February 16th, 2011 by Pamela Murski

Winter Squash, hardly and long lasting in winter, is a comfort food for those cold winter days when you think Spring is  a long way away……this rich and hearty dish is belly satisfying!  Roasting in the oven (as shown below) or pan frying intensifies the sugars in the squash giving it an added dimension in flavor!  Winter squash of all kinds  can be found on our table through out the season.

Roasted Butternut Squash

1-1/4 lbs. acorn or butternut squash

2 tbsp. butter
2 tbsp. corn oil
1 cup heavy cream
1/4 cup Madeira wine
salt and pepper, to taste
1/2 cup chopped walnuts
2 tbsp. melted butter
1/2 cup dry breadcrumbs

Peel, quarter and seed squash.

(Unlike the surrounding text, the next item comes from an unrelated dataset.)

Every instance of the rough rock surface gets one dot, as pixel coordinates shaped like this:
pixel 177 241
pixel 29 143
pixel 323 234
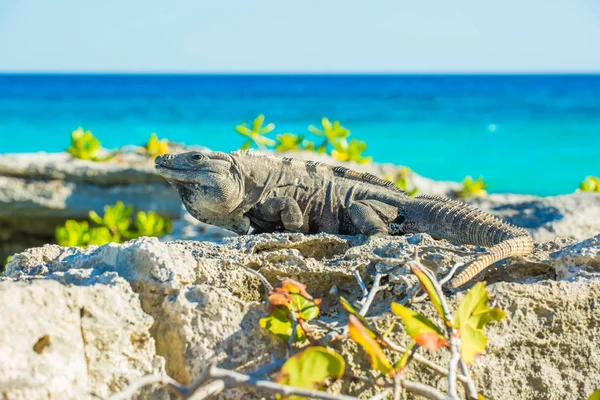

Cut into 1/4-inch slices. Saute in butter and oil until lightly browned, 2–3 minutes

Butter a 1-qt. baking dish. Place half of squash in dish. Sprinkle with salt and pepper. Pour on half of a mixture of the cream and Madeira. Top with remaining squash and season.  Pour on remaining cream and Madeira mixture.
Combine breadcrumbs and nuts with melted butter and sprinkle on top.  Bake at 325 degrees for 45 minutes or until squash is done.